Savvy and cunning can trump training and education.

Throughout Simon Wheeler’s reminiscences, savvy and cunning individuals manage to outsmart their better-trained, more educated rivals. Jim Smiley is not an educated man and doesn’t have any particular trade or craft. Rather, he has taught himself how to gain an advantage in gambling through cunning. In time, Smiley becomes a master gambler, and he creates his own “luck.” His example suggests that training and education aren’t needed for success, so long as you are savvy enough. The story of Jim Smiley’s kindred spirit, the bull pup Andrew Jackson, is also a lesson in savvy and cunning. Like Smiley, Andrew Jackson has no training in being a fighting dog, but also like Smiley, Andrew Jackson knows how to seize an advantage when he sees it. Thus, Andrew Jackson lazes about until there is a chance to steal something. He similarly allows himself to get bullied by better-trained dogs until the money is up, at which point he seizes the opportunity and catches hold of the other dog’s leg. Andrew Jackson’s string of victories prove that well-timed cunning beats good training. 

The stranger’s defeat of Jim Smiley and his frog further illustrates how savvy and cunning can trump training and education. Smiley spends months on end training his frog Dan’l Webster to jump high and eat flies on command. By the end of this training period, Dan’l Webster is by far the most highly trained and “educated” animal Smiley has ever had. Yet in the end, the stranger uses his savvy and cunning to get time alone with Smiley’s frog so he can fill it with quail shot and rig the competition. Smiley the conman has been conned, proving that all of Dan’l Webster’s training and education were no match for the stranger’s cunning.

Tenacity and determination are necessary for success. 

Tenacity and determination serve Jim Smiley well in his exploits, and these characteristics often prove decisive in Smiley’s wins over his adversaries.

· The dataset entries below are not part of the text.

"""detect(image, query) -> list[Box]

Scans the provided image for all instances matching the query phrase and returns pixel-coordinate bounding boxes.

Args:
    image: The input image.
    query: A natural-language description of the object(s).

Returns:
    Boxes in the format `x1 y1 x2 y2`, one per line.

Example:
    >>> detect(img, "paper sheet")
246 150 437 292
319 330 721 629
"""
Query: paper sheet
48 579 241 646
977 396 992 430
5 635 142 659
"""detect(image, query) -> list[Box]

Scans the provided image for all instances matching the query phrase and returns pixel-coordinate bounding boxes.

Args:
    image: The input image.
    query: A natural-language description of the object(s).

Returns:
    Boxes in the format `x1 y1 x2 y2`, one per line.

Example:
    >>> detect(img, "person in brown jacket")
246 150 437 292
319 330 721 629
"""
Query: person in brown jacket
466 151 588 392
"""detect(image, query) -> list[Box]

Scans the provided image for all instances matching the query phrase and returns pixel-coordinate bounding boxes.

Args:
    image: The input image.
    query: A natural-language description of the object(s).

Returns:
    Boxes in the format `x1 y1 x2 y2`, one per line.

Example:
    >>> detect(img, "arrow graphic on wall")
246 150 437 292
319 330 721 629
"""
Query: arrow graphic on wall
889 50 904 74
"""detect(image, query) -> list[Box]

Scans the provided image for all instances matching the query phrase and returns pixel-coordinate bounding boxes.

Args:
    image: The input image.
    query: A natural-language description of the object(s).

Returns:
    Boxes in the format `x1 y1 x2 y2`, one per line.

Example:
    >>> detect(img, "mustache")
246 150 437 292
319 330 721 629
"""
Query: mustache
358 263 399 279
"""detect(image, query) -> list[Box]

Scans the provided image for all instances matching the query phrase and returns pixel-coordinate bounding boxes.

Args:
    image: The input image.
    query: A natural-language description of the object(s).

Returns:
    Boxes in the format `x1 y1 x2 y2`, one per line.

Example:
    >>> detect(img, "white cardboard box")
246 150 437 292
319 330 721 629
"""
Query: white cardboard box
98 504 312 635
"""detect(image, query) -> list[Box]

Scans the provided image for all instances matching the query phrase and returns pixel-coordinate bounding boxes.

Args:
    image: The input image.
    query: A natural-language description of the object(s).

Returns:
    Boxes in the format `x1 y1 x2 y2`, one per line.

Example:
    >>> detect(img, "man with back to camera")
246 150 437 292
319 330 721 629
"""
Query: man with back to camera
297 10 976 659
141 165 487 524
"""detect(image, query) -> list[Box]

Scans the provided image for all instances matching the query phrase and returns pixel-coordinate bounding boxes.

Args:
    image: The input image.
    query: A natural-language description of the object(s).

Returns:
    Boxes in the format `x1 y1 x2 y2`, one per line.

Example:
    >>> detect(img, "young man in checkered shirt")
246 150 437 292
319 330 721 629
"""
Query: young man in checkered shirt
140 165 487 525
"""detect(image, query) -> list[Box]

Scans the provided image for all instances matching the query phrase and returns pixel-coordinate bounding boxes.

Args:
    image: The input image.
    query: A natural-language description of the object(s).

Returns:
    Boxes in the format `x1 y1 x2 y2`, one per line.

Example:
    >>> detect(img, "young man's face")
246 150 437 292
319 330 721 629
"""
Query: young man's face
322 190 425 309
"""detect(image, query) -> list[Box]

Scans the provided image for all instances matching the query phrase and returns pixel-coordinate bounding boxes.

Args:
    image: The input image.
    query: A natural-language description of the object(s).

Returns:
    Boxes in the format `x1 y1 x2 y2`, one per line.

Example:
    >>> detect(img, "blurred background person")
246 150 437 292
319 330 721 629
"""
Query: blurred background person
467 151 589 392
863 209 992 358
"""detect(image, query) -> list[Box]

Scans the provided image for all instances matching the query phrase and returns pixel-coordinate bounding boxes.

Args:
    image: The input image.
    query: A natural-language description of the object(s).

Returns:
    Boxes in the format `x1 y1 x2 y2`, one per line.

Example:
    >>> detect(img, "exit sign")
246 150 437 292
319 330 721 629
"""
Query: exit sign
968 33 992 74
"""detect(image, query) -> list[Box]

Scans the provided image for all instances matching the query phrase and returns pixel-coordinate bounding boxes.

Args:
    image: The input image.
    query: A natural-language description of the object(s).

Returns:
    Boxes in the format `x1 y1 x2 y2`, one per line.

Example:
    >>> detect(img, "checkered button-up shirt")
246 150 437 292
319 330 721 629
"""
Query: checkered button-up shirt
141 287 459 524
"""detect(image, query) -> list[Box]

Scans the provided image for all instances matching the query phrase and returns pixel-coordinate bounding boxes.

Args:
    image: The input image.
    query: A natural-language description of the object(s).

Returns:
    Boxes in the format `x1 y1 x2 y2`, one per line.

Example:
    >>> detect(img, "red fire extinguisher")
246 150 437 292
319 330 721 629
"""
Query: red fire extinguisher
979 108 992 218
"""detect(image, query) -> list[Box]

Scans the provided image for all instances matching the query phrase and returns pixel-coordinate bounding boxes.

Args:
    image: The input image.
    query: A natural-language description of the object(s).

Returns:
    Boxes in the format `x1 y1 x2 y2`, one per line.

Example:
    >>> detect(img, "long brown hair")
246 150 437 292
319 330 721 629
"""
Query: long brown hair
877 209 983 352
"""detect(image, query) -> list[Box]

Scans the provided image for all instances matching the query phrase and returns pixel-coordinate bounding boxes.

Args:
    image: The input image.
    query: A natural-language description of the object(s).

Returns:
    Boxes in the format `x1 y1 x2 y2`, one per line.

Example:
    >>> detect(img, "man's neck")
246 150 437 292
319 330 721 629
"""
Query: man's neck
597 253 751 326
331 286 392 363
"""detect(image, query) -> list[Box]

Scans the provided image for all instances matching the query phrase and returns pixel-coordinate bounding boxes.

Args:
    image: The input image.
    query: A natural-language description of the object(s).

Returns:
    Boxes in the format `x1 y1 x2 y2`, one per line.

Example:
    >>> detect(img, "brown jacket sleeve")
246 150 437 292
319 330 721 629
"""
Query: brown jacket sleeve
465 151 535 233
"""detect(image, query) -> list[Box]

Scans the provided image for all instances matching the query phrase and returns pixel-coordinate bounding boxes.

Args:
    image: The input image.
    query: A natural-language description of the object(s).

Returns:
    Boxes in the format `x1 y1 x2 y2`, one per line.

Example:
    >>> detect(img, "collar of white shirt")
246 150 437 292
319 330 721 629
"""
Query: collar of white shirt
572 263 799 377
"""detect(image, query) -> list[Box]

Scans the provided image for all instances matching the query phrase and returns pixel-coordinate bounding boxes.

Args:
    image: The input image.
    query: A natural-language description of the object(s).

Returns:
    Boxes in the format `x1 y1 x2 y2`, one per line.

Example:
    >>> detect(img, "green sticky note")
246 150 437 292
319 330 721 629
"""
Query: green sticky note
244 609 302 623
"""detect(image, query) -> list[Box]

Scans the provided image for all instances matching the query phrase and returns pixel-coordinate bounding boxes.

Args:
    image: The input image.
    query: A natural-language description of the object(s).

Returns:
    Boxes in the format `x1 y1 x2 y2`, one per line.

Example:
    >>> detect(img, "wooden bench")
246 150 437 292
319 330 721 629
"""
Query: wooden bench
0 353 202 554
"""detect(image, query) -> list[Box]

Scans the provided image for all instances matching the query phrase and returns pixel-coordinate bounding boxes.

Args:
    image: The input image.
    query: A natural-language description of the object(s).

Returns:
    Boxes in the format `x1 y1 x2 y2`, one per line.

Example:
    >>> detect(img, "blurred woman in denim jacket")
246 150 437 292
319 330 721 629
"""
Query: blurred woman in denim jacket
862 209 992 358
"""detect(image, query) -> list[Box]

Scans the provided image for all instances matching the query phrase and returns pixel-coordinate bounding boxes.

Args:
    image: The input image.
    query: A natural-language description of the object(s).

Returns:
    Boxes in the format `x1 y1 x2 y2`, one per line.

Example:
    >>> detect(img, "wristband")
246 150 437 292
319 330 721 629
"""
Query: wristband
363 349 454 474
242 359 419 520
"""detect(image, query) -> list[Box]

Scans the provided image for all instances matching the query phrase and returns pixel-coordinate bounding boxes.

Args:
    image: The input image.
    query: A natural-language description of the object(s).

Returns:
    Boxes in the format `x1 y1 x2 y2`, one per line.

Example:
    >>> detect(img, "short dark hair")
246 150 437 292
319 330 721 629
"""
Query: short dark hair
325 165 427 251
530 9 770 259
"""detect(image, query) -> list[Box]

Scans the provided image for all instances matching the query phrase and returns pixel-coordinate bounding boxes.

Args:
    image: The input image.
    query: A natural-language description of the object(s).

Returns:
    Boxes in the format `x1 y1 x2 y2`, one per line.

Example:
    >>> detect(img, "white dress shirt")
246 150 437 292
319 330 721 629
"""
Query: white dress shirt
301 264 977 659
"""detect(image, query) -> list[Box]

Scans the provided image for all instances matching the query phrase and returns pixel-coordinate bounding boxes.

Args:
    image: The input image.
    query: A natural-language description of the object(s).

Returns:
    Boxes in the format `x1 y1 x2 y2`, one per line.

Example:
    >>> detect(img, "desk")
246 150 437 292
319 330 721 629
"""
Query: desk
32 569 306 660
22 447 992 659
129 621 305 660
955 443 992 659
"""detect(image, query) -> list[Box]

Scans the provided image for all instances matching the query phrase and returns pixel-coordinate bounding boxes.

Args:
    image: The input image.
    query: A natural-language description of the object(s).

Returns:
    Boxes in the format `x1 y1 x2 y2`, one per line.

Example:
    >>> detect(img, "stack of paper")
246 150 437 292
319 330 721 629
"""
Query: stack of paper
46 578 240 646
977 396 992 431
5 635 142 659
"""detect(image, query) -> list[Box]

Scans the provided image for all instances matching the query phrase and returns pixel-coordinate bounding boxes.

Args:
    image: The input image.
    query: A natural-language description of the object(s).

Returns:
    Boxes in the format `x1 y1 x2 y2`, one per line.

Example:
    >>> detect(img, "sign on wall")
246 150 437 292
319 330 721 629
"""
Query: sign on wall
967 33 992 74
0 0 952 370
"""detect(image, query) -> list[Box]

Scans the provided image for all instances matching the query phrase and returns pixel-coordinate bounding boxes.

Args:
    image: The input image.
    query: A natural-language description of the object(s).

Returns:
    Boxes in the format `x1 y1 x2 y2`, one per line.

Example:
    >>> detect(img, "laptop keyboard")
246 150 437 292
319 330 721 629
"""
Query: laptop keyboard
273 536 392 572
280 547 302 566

Smiley’s reputation for being willing to take any side of any bet on any thing is significant because it shows how tenacity and determination turn Smiley into a successful gambling conman. In the early anecdotes about his gambling, Smiley does not appear particularly savvy. He makes bad bets, such as his bet that Parson Walker’s wife will die, or absurd bets, like a bet about where a straddle-bug will go and how long it will take to get there. However, because Smiley is so determined to gamble and be successful at it, his betting gets better. His tenacity leads him to eventually develop the lucrative method of using inside knowledge about certain animals to win money on them. 

Moreover, Jim Smiley’s animals themselves represent the value of tenacity and determination. Smiley’s mare is just about the last animal an outside observer would expect to win a race. She is always sick with something and starts each race badly. But when the horse realizes she might lose, she becomes “desperate” and determined to win. She looks ridiculous in doing so because she is not as strong or skilled as the other horses, but she usually wins nonetheless. Thus, it is the mare’s sheer tenacity and determination that spur her onward to a surprising victory over the strength and skill of her rivals. Similarly, Andrew Jackson’s sheer tenacity in grabbing a dog’s hind leg and refusing to let go makes up for his lack of strength and prowess. Finally, it is Smiley’s determination to train Dan’l Webster that results in his greatest success, when he turns the frog into the best jumper in all of Calaveras County.

Getting what you want sometimes means playing by your own rules. 

The main characters in “The Celebrated Jumping Frog of Calaveras County” all recognize that in a place like Angel’s Camp, there are no rules, and getting what you want means playing by your own. Jim Smiley is a hustler whose only motivation is to win bets, and so he plays by his own rules or no rules at all. The animals he uses to do this likewise play by their own rules. A quality racing horse “should” be kept in good health and trained to race, but Jim Smiley’s mare is neither. Even with a head start, she begins slowly and lets the other horses pass her by. This is not something a race horse “should” do if it wants to win. Moreover, her running style is a mess, with legs flailing about and kicking up the dust while she coughs and sneezes her way toward the finish line. Nevertheless, she usually wins and only does so by doing it her own way. The bull pup Andrew Jackson is a similarly unconventional competitor who wins without engaging in the usual way a fighting dog “should.” 

The stranger who tricks Jim Smiley at the end also wins by making his own rules. It may be assumed that filling Dan’l Webster with quail shot would be unfair or against the rules, but in an illicit bet between two men, there are no rules. Thus, the stranger makes his own, grabs his advantage, and gets his forty dollars. Simon Wheeler’s reverence for Smiley and the stranger suggests that in a Gold Rush town, it is morally permissible, even admirable, to make your own rules in order to win out.